Research & Papers

PVPS classifier shows political identity changes how images are perceived

Using 82K evaluations from 5,575 U.S. adults, a new AI predicts image sentiment per identity.

Deep Dive

Standard computer vision tools treat images as having fixed meaning, averaging across human evaluations to produce a single score. This ignores decades of political science research showing that political and social identities fundamentally shape how people interpret visual information. To address this, Elena Sirotkina introduces the Perspectivist Visual Political Sentiment (PVPS) classifier, a novel model trained on 82,000 evaluations from 5,575 U.S. adults. Rather than collapsing disagreement into an average, PVPS preserves it, outputting an evaluative profile that maps agreement and divergence along specific identity lines (e.g., political party, social ideology). This allows the model to predict how different audience segments will perceive the same image—not just a single sentiment score.

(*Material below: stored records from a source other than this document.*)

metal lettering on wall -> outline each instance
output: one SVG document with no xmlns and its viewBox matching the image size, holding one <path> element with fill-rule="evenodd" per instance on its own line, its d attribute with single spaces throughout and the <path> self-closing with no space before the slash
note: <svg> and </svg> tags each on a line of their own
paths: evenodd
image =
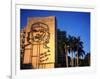
<svg viewBox="0 0 100 79">
<path fill-rule="evenodd" d="M 42 18 L 41 22 L 38 19 L 31 20 L 25 29 L 26 41 L 23 63 L 31 63 L 33 69 L 54 67 L 54 24 L 52 21 L 46 20 L 50 18 Z M 44 22 L 44 20 L 46 21 Z M 51 23 L 51 27 L 49 23 Z"/>
</svg>

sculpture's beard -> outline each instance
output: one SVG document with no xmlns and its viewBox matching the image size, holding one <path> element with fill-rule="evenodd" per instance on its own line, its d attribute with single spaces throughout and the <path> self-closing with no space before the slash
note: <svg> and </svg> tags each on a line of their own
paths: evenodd
<svg viewBox="0 0 100 79">
<path fill-rule="evenodd" d="M 37 34 L 33 37 L 33 41 L 40 42 L 40 41 L 42 41 L 42 37 L 43 37 L 43 35 Z"/>
</svg>

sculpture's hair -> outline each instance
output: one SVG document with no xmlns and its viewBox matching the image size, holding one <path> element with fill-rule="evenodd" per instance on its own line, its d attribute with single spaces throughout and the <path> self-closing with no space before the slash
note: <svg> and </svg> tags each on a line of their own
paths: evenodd
<svg viewBox="0 0 100 79">
<path fill-rule="evenodd" d="M 49 43 L 50 39 L 50 33 L 49 33 L 49 27 L 47 24 L 42 22 L 37 22 L 31 25 L 30 33 L 34 31 L 35 28 L 40 27 L 43 28 L 43 36 L 41 40 L 43 41 L 44 47 L 48 47 L 47 44 Z"/>
</svg>

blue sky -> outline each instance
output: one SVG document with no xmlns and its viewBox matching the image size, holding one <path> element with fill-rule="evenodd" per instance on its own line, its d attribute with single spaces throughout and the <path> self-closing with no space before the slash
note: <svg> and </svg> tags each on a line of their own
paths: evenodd
<svg viewBox="0 0 100 79">
<path fill-rule="evenodd" d="M 66 31 L 68 35 L 80 36 L 84 42 L 84 50 L 90 52 L 90 13 L 73 11 L 50 11 L 50 10 L 20 10 L 21 28 L 27 24 L 28 17 L 55 16 L 57 28 Z"/>
</svg>

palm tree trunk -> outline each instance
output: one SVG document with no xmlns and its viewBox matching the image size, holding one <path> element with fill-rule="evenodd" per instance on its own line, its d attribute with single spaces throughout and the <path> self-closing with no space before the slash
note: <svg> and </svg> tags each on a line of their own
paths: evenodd
<svg viewBox="0 0 100 79">
<path fill-rule="evenodd" d="M 67 52 L 67 49 L 66 49 L 66 67 L 68 67 L 68 52 Z"/>
<path fill-rule="evenodd" d="M 78 61 L 79 60 L 79 58 L 78 58 L 78 50 L 77 50 L 77 58 L 76 59 L 77 59 L 77 66 L 78 66 L 78 63 L 79 63 L 79 61 Z"/>
</svg>

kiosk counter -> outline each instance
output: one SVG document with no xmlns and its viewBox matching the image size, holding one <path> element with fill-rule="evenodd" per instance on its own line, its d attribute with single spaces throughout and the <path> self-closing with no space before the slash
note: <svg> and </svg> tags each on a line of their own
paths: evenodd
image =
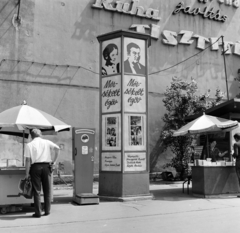
<svg viewBox="0 0 240 233">
<path fill-rule="evenodd" d="M 25 167 L 0 167 L 0 211 L 2 214 L 21 210 L 23 204 L 33 203 L 20 195 L 19 182 L 25 177 Z"/>
<path fill-rule="evenodd" d="M 233 162 L 198 161 L 192 166 L 193 196 L 210 198 L 216 196 L 237 196 L 240 194 L 239 181 Z"/>
</svg>

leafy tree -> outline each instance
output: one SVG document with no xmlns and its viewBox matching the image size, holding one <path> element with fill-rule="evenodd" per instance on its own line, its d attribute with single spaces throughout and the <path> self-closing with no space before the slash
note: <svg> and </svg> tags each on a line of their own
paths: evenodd
<svg viewBox="0 0 240 233">
<path fill-rule="evenodd" d="M 175 155 L 171 162 L 166 164 L 166 167 L 171 166 L 176 170 L 181 170 L 180 178 L 182 179 L 188 169 L 193 136 L 173 137 L 173 131 L 187 123 L 185 120 L 187 116 L 218 105 L 224 97 L 224 93 L 219 89 L 216 90 L 214 100 L 209 98 L 210 90 L 201 95 L 197 95 L 197 91 L 198 87 L 194 79 L 186 82 L 175 77 L 172 79 L 171 86 L 164 93 L 163 103 L 166 113 L 162 118 L 165 125 L 160 135 L 160 141 L 163 151 L 170 148 Z"/>
</svg>

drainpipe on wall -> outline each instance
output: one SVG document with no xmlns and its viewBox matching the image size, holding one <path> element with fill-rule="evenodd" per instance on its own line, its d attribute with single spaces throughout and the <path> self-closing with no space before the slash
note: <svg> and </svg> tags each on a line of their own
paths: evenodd
<svg viewBox="0 0 240 233">
<path fill-rule="evenodd" d="M 21 7 L 21 0 L 18 0 L 17 4 L 18 4 L 18 12 L 17 12 L 17 14 L 14 14 L 13 18 L 12 18 L 12 24 L 16 28 L 16 30 L 18 30 L 18 27 L 20 26 L 20 24 L 22 22 L 21 16 L 19 14 L 20 13 L 20 7 Z"/>
</svg>

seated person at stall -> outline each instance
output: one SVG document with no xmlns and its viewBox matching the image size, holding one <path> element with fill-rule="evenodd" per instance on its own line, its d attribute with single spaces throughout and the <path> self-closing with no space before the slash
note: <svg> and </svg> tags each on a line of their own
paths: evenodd
<svg viewBox="0 0 240 233">
<path fill-rule="evenodd" d="M 209 139 L 209 158 L 212 159 L 212 162 L 216 162 L 218 160 L 223 160 L 224 155 L 228 153 L 228 151 L 221 152 L 217 147 L 217 142 L 214 139 Z M 202 151 L 203 159 L 207 158 L 207 151 L 206 151 L 206 143 Z"/>
</svg>

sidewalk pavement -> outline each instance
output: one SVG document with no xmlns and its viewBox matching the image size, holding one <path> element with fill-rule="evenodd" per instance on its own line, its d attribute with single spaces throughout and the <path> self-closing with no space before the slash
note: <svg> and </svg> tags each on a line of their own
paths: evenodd
<svg viewBox="0 0 240 233">
<path fill-rule="evenodd" d="M 0 232 L 58 233 L 235 233 L 240 232 L 240 198 L 196 198 L 181 182 L 150 185 L 152 200 L 72 203 L 72 187 L 54 186 L 51 215 L 32 218 L 33 208 L 0 215 Z M 93 185 L 98 193 L 98 183 Z"/>
</svg>

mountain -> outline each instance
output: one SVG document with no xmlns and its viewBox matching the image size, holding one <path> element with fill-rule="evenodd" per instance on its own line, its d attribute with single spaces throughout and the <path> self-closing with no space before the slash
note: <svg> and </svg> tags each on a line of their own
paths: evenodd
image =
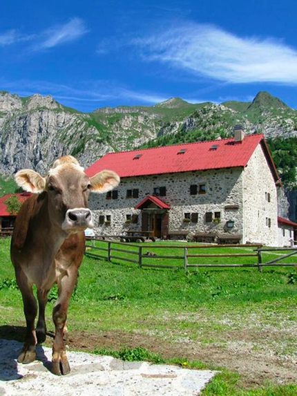
<svg viewBox="0 0 297 396">
<path fill-rule="evenodd" d="M 84 113 L 50 95 L 0 91 L 0 173 L 24 167 L 43 173 L 67 153 L 86 167 L 108 151 L 224 138 L 238 123 L 248 133 L 297 136 L 297 111 L 267 92 L 252 102 L 191 104 L 173 97 L 155 106 Z"/>
</svg>

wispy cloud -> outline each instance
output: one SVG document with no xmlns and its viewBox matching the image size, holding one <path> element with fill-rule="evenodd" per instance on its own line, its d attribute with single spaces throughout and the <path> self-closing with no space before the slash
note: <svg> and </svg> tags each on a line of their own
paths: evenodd
<svg viewBox="0 0 297 396">
<path fill-rule="evenodd" d="M 131 44 L 143 59 L 227 83 L 297 84 L 297 50 L 275 39 L 239 37 L 188 23 Z"/>
<path fill-rule="evenodd" d="M 52 48 L 57 46 L 76 40 L 88 32 L 85 23 L 80 18 L 73 18 L 64 25 L 57 25 L 43 32 L 41 40 L 34 49 Z"/>
<path fill-rule="evenodd" d="M 93 81 L 81 83 L 79 88 L 66 84 L 59 84 L 46 81 L 17 80 L 7 82 L 0 79 L 3 89 L 15 91 L 23 96 L 34 93 L 51 95 L 58 100 L 75 102 L 104 103 L 104 105 L 113 101 L 133 101 L 134 103 L 155 104 L 163 102 L 169 96 L 154 93 L 136 92 L 108 81 Z M 93 86 L 92 89 L 86 86 Z M 21 87 L 21 91 L 20 91 Z"/>
<path fill-rule="evenodd" d="M 34 37 L 33 35 L 22 35 L 16 29 L 11 29 L 0 34 L 0 46 L 10 46 L 20 41 L 28 41 Z"/>
</svg>

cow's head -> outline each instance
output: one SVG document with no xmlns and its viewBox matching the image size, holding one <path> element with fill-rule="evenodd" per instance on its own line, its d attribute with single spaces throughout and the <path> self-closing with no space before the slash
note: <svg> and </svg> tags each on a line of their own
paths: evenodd
<svg viewBox="0 0 297 396">
<path fill-rule="evenodd" d="M 119 177 L 113 171 L 102 171 L 88 178 L 71 155 L 57 160 L 46 176 L 30 169 L 15 175 L 17 185 L 26 191 L 47 194 L 50 220 L 67 233 L 93 228 L 88 208 L 90 192 L 105 193 L 117 186 Z"/>
</svg>

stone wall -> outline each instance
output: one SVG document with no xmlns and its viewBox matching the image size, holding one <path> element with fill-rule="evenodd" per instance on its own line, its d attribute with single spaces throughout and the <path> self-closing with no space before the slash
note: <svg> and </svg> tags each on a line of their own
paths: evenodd
<svg viewBox="0 0 297 396">
<path fill-rule="evenodd" d="M 277 246 L 276 184 L 259 144 L 244 170 L 243 242 Z"/>
<path fill-rule="evenodd" d="M 278 246 L 291 246 L 294 241 L 294 228 L 288 224 L 278 224 Z"/>
<path fill-rule="evenodd" d="M 190 194 L 191 185 L 205 185 L 205 194 Z M 91 194 L 90 208 L 94 214 L 95 231 L 99 234 L 121 234 L 126 229 L 141 229 L 141 211 L 135 206 L 154 187 L 165 187 L 166 196 L 160 198 L 171 205 L 169 229 L 186 229 L 190 234 L 197 232 L 242 234 L 242 169 L 207 170 L 141 177 L 123 178 L 117 188 L 117 199 L 106 198 L 106 194 Z M 126 198 L 126 190 L 138 189 L 138 198 Z M 220 212 L 220 222 L 206 223 L 205 213 Z M 184 221 L 184 214 L 197 213 L 198 223 Z M 126 215 L 138 214 L 137 224 L 126 223 Z M 111 223 L 99 225 L 100 216 L 111 216 Z M 232 229 L 227 228 L 228 220 L 234 221 Z"/>
</svg>

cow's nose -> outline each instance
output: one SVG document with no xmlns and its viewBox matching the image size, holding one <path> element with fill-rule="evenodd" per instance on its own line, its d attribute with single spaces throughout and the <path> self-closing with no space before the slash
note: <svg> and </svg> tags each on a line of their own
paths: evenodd
<svg viewBox="0 0 297 396">
<path fill-rule="evenodd" d="M 90 228 L 92 225 L 92 213 L 89 209 L 69 209 L 66 211 L 65 220 L 70 227 Z"/>
</svg>

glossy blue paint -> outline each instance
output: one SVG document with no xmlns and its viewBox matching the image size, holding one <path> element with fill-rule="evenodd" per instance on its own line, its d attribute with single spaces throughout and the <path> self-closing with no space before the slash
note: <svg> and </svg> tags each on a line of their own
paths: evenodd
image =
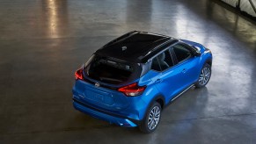
<svg viewBox="0 0 256 144">
<path fill-rule="evenodd" d="M 110 123 L 122 126 L 137 126 L 145 118 L 145 113 L 153 101 L 161 98 L 164 105 L 167 104 L 174 97 L 196 83 L 204 63 L 212 61 L 210 51 L 202 45 L 184 40 L 179 43 L 180 42 L 196 47 L 201 55 L 192 56 L 161 72 L 149 69 L 136 80 L 121 85 L 104 83 L 90 77 L 86 78 L 92 83 L 76 80 L 73 87 L 74 107 Z M 150 63 L 149 61 L 145 65 L 150 68 Z M 93 84 L 95 83 L 114 89 L 97 87 Z M 146 86 L 142 95 L 128 97 L 117 90 L 118 88 L 133 83 L 138 83 L 139 86 Z"/>
</svg>

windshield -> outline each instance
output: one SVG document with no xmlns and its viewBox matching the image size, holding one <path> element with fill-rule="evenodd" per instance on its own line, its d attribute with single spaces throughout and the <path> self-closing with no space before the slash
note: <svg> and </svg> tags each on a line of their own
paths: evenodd
<svg viewBox="0 0 256 144">
<path fill-rule="evenodd" d="M 111 84 L 120 84 L 139 78 L 138 64 L 126 63 L 102 56 L 92 56 L 85 66 L 85 74 L 90 78 Z"/>
</svg>

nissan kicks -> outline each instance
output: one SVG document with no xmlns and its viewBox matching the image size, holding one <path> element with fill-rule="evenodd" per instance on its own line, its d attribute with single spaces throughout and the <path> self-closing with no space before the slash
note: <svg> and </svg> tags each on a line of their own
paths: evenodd
<svg viewBox="0 0 256 144">
<path fill-rule="evenodd" d="M 211 65 L 211 51 L 199 43 L 133 31 L 103 46 L 76 71 L 73 105 L 151 133 L 167 104 L 208 83 Z"/>
</svg>

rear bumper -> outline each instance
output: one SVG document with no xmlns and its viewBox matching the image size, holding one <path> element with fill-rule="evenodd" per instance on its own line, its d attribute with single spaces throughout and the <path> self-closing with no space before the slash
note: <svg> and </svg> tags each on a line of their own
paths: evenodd
<svg viewBox="0 0 256 144">
<path fill-rule="evenodd" d="M 124 116 L 117 115 L 104 112 L 102 110 L 98 110 L 90 105 L 86 105 L 76 99 L 73 99 L 73 106 L 75 109 L 89 114 L 91 117 L 108 121 L 110 123 L 116 124 L 121 126 L 135 127 L 139 126 L 140 121 L 135 119 L 131 119 Z"/>
</svg>

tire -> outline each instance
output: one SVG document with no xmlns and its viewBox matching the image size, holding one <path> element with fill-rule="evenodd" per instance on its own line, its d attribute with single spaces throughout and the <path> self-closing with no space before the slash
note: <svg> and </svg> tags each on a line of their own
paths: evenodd
<svg viewBox="0 0 256 144">
<path fill-rule="evenodd" d="M 145 133 L 154 132 L 161 119 L 162 108 L 159 103 L 154 102 L 148 109 L 146 116 L 140 125 L 140 130 Z"/>
<path fill-rule="evenodd" d="M 211 67 L 209 64 L 205 63 L 201 70 L 199 78 L 195 83 L 196 88 L 202 88 L 208 83 L 211 76 Z"/>
</svg>

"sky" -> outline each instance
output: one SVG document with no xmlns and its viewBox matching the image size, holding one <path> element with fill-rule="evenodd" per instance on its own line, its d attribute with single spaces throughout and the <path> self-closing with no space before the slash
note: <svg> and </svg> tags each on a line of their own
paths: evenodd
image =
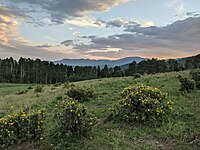
<svg viewBox="0 0 200 150">
<path fill-rule="evenodd" d="M 200 53 L 200 0 L 0 0 L 0 58 Z"/>
</svg>

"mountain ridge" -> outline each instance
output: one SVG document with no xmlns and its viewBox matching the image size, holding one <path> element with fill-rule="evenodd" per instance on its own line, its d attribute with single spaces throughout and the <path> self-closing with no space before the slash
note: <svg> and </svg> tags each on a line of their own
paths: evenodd
<svg viewBox="0 0 200 150">
<path fill-rule="evenodd" d="M 96 59 L 62 59 L 58 61 L 54 61 L 55 64 L 64 64 L 69 66 L 100 66 L 103 67 L 108 65 L 108 67 L 114 66 L 121 66 L 125 64 L 129 64 L 133 61 L 137 63 L 141 62 L 142 60 L 147 60 L 148 58 L 142 57 L 125 57 L 118 60 L 96 60 Z"/>
</svg>

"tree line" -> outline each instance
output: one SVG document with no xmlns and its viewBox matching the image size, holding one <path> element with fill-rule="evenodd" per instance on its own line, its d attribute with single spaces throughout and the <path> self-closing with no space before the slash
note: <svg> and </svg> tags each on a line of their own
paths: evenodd
<svg viewBox="0 0 200 150">
<path fill-rule="evenodd" d="M 181 60 L 149 59 L 140 63 L 133 61 L 125 70 L 122 70 L 120 66 L 113 68 L 107 65 L 103 68 L 100 68 L 100 66 L 73 67 L 40 59 L 20 58 L 19 61 L 16 61 L 10 57 L 0 59 L 0 82 L 53 84 L 65 81 L 132 76 L 136 73 L 154 74 L 195 68 L 200 68 L 200 55 Z"/>
</svg>

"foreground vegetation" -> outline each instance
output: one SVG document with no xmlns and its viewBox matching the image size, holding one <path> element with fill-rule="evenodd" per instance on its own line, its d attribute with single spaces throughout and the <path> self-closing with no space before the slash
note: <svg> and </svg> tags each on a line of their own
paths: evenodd
<svg viewBox="0 0 200 150">
<path fill-rule="evenodd" d="M 19 109 L 46 110 L 41 138 L 29 141 L 32 144 L 26 149 L 33 149 L 31 146 L 36 144 L 35 149 L 199 149 L 200 90 L 180 91 L 178 75 L 189 78 L 189 71 L 144 75 L 137 79 L 120 77 L 43 85 L 39 92 L 35 90 L 38 85 L 0 84 L 0 115 L 3 117 Z M 172 113 L 161 121 L 146 123 L 108 120 L 108 109 L 120 100 L 120 92 L 135 84 L 168 93 L 168 99 L 174 102 Z M 60 138 L 55 132 L 59 124 L 53 121 L 56 107 L 65 99 L 67 91 L 84 86 L 93 89 L 94 96 L 81 105 L 88 114 L 98 118 L 98 123 L 84 136 Z M 14 149 L 21 146 L 23 143 L 14 145 Z"/>
</svg>

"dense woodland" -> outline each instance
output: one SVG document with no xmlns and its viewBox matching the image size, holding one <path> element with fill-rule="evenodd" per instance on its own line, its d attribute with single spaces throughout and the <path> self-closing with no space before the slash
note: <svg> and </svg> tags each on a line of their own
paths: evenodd
<svg viewBox="0 0 200 150">
<path fill-rule="evenodd" d="M 200 54 L 180 60 L 149 59 L 136 63 L 133 61 L 128 68 L 120 66 L 109 68 L 67 66 L 41 61 L 40 59 L 11 58 L 0 59 L 0 82 L 10 83 L 46 83 L 52 84 L 65 81 L 80 81 L 95 78 L 122 77 L 139 74 L 154 74 L 186 69 L 200 68 Z"/>
</svg>

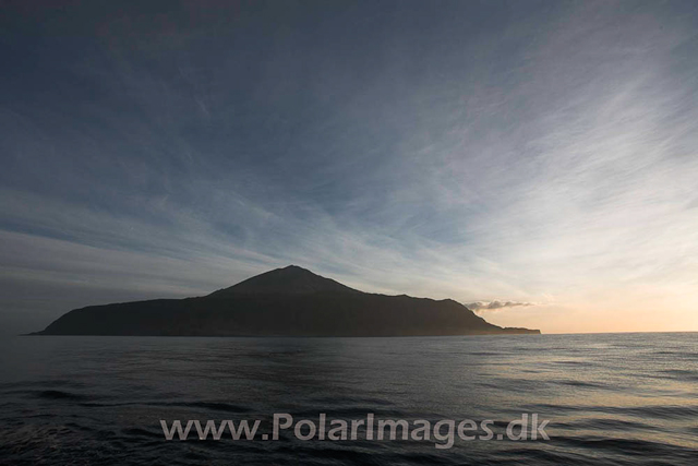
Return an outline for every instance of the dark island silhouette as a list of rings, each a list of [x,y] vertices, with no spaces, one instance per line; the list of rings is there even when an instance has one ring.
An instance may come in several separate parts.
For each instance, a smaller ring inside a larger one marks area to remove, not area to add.
[[[210,295],[89,306],[33,335],[436,336],[540,334],[488,323],[452,300],[359,291],[296,265]]]

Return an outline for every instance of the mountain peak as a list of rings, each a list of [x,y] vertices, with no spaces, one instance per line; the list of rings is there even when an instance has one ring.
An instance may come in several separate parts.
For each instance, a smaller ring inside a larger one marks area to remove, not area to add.
[[[215,291],[210,296],[220,297],[230,294],[304,295],[321,291],[358,292],[334,279],[316,275],[308,268],[289,265],[253,276],[229,288]]]

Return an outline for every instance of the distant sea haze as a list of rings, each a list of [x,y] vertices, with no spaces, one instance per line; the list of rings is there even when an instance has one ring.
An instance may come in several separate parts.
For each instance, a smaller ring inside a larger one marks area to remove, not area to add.
[[[73,310],[37,335],[440,336],[540,334],[452,300],[362,292],[289,265],[208,296]]]
[[[693,466],[697,338],[11,337],[0,340],[0,463]],[[260,434],[272,435],[275,413],[491,419],[494,439],[436,449],[446,442],[433,435],[303,441],[288,428],[277,441],[180,441],[161,427],[261,419]],[[550,421],[550,440],[508,439],[524,413]]]

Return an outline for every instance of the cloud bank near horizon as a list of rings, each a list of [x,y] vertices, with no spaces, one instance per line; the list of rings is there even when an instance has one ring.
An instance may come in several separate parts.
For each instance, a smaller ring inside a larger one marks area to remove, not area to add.
[[[296,263],[462,302],[673,296],[698,328],[685,3],[160,7],[2,20],[5,312]]]

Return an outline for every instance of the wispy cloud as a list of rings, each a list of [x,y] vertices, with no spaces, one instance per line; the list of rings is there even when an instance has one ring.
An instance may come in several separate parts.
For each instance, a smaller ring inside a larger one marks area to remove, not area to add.
[[[80,44],[8,25],[33,57],[2,76],[8,302],[22,280],[92,303],[289,263],[500,298],[482,312],[695,289],[695,11],[382,4],[69,15]]]
[[[496,311],[504,308],[518,308],[518,307],[529,307],[537,306],[534,302],[521,302],[521,301],[476,301],[469,302],[466,304],[466,308],[474,311],[476,313],[482,313],[486,311]]]

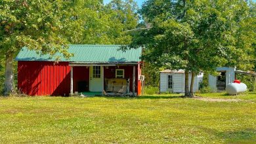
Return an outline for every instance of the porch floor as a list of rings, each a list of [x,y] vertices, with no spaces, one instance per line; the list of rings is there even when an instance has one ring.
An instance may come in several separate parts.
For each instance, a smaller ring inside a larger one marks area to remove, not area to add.
[[[83,95],[87,96],[102,96],[102,92],[81,92]]]

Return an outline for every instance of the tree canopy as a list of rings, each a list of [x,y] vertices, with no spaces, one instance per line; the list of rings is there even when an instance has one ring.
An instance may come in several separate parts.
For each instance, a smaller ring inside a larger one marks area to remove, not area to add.
[[[14,90],[12,61],[26,46],[68,58],[68,44],[127,44],[138,18],[132,0],[0,1],[0,52],[5,54],[5,94]]]
[[[140,10],[144,28],[132,32],[131,45],[144,46],[142,58],[155,66],[184,69],[188,96],[188,73],[214,73],[217,66],[253,67],[253,5],[240,0],[147,1]]]

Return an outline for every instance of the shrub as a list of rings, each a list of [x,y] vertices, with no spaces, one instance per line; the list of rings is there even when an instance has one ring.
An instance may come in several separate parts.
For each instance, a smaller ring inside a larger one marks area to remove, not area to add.
[[[144,88],[144,94],[153,95],[159,94],[159,88],[154,86],[145,86]]]
[[[204,86],[199,90],[199,93],[201,94],[206,94],[206,93],[211,93],[213,91],[209,86]]]

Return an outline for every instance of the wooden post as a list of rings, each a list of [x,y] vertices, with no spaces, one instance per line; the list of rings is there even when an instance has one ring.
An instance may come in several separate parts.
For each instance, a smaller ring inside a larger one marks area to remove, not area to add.
[[[73,67],[70,69],[70,95],[73,95]]]
[[[255,85],[256,85],[256,76],[254,76],[254,82],[253,82],[253,92],[255,90]]]
[[[133,96],[135,96],[135,65],[133,65]]]

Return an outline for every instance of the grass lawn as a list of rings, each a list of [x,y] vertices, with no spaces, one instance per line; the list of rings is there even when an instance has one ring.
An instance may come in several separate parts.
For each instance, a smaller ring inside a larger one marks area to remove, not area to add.
[[[256,94],[0,98],[0,143],[255,143]]]

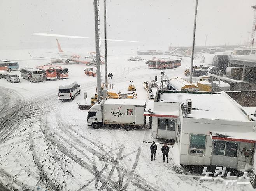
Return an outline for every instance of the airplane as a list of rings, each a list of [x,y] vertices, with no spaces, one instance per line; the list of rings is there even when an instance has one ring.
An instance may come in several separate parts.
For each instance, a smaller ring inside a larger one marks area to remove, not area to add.
[[[52,63],[63,62],[66,64],[69,64],[70,62],[75,62],[77,64],[85,64],[86,65],[92,65],[96,64],[95,52],[88,52],[88,54],[86,55],[79,54],[69,52],[65,52],[62,50],[58,39],[56,39],[56,40],[57,41],[58,49],[59,49],[59,52],[52,52],[51,53],[58,54],[60,57],[47,58],[45,57],[33,57],[29,53],[30,56],[33,58],[50,59],[51,59]],[[100,57],[103,58],[102,56],[100,56]],[[104,63],[104,62],[102,60],[100,60],[100,62],[101,64]]]

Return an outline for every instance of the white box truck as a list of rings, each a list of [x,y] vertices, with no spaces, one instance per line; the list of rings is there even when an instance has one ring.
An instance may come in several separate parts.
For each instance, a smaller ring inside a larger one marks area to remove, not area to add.
[[[145,125],[146,100],[107,99],[94,105],[87,114],[87,124],[94,129],[104,124],[121,126],[126,130]]]

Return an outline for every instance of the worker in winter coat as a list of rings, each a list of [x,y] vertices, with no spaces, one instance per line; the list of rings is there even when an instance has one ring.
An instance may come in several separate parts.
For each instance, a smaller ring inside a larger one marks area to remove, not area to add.
[[[154,160],[156,160],[156,152],[157,149],[157,146],[156,145],[155,141],[153,141],[152,144],[150,145],[150,150],[151,150],[151,160],[153,160],[153,155],[154,155]]]
[[[149,129],[151,129],[152,128],[152,116],[149,117]]]
[[[166,143],[165,143],[164,145],[162,147],[162,152],[163,153],[163,162],[165,162],[165,156],[166,156],[166,161],[168,162],[168,153],[169,153],[169,147],[167,146],[167,144]]]

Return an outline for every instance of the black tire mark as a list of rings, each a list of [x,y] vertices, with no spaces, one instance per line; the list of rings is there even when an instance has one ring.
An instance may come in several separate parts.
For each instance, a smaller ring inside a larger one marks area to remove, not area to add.
[[[57,188],[55,185],[52,182],[50,179],[47,176],[46,172],[44,171],[43,167],[40,164],[40,162],[36,156],[35,151],[34,149],[34,143],[33,141],[33,139],[32,138],[32,136],[31,136],[30,138],[30,148],[31,151],[32,152],[32,155],[33,156],[33,159],[38,170],[39,172],[39,174],[41,178],[42,179],[42,181],[44,181],[45,183],[44,184],[47,185],[46,188],[49,188],[52,189],[53,190],[55,191],[58,191],[59,189]]]

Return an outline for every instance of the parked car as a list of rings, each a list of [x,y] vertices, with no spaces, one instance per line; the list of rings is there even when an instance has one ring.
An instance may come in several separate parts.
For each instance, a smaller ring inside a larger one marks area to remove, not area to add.
[[[10,82],[11,83],[16,82],[20,82],[21,80],[19,76],[16,74],[6,74],[5,78],[7,82]]]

Applied to several influential studies of visual sentiment, PVPS reveals striking shifts: perceived violence in protest imagery and the emotional mechanisms driving image engagement both change substantively once audience identity is accounted for. For example, an image of a protest may be seen as peaceful by one demographic and violent by another. The findings have deep implications for computer vision, social media analysis, and AI fairness. As Sirotkina writes, 'what a political image conveys is a moving target, and measuring it requires knowing whom it is moving.' The paper—61 pages with 10 figures and 9 tables—marks a critical step toward perspectivist AI that respects human diversity rather than averaging it away.

Key Points
  • PVPS trained on 82,000 evaluations from 5,575 U.S. adults with diverse political and social identities.
  • Unlike standard sentiment tools, PVPS preserves disagreement and returns an evaluative profile per audience segment.
  • Applied to protest imagery, it found perceived violence and emotional effects shift based on viewer identity.

Why It Matters

For AI fairness, this shows image sentiment models must account for viewer identity to avoid biased conclusions.